The ‘dplyr’ R package
Over the years, a large number of data scientists have made significant extensions to R to help make it easier to use for applied researchers. At the forefront of this is a large suite of R packages developed primarily by Hadley Wickham, which now go by the name ‘tidyverse’. Because Hadley Wickham now works for the company behind RStudio, this RStudio has very nice integration with these packages and vice versa.
In this section, I focus on the package ‘dplyr’, which provides powerful tools for manipulating data frames. Processing data frames to prep data for analyses can be a time-consuming and complicated process, resulting in dense code. The package ‘dplyr’ can make this code much more readible, via intuitive function names and a special operator, ‘%>%’ (the pipe operator), which enables stringing together several function calls in an interptable way.
The ‘dplyr’ package provides tools to for common data manipulation operations, including selecting specific columns, filtering and arranging rows, and renaming variables, among others.
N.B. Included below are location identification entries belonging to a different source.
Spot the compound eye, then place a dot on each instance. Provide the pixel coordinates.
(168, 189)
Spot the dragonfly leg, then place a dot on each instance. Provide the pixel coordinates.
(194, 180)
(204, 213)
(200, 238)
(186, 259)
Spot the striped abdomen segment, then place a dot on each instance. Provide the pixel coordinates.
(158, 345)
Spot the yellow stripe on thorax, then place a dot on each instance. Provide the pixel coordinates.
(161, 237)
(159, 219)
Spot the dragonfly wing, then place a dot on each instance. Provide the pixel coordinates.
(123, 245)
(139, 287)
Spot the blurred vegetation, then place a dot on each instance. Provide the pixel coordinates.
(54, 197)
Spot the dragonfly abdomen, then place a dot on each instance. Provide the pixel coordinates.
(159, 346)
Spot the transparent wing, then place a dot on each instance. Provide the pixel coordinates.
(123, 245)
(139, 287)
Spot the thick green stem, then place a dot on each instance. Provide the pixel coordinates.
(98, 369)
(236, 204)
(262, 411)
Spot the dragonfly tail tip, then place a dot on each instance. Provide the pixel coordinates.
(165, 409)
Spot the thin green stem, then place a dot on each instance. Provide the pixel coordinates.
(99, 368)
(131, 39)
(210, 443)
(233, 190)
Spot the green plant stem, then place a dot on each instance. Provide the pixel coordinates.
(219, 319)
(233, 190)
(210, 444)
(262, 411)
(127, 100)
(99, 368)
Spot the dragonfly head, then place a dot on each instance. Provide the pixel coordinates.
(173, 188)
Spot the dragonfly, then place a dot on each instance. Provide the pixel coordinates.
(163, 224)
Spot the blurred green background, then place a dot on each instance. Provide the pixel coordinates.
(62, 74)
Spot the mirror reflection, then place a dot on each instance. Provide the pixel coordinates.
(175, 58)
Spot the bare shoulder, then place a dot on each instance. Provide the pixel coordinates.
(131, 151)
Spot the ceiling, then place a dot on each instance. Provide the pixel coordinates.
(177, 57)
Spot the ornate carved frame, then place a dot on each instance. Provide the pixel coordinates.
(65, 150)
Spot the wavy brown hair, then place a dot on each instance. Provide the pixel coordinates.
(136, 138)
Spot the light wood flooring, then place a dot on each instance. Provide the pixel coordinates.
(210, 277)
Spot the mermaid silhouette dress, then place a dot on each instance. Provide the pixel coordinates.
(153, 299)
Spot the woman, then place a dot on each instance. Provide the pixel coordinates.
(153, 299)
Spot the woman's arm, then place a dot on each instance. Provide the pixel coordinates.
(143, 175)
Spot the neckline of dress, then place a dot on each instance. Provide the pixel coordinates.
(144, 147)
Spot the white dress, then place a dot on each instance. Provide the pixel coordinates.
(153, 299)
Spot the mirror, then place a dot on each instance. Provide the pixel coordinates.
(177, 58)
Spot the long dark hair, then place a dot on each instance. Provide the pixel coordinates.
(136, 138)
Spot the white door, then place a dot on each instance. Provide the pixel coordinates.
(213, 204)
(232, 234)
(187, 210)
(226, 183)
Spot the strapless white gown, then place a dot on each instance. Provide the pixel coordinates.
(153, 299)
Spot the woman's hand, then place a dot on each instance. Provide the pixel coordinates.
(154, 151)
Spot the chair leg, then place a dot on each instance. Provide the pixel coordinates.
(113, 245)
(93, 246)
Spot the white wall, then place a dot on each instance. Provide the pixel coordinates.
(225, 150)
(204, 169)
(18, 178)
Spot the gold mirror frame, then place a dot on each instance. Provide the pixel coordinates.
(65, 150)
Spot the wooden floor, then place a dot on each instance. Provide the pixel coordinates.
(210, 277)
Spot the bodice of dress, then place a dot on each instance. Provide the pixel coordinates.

There are many online resources for learning how to use ‘dplyr’, such as this vignette.
Table of contents
- Prerequisites
- The pipe operator
- Basic functions for manipulating data frames
- Selecting columns via select()
- Filtering rows via filter()
- Reordering rows via arrange()
- Adding new columns via mutate()
1. Prerequisites
Below, I describe how to install and load ‘dplyr’, as well as how to get the data used as the running example in this section.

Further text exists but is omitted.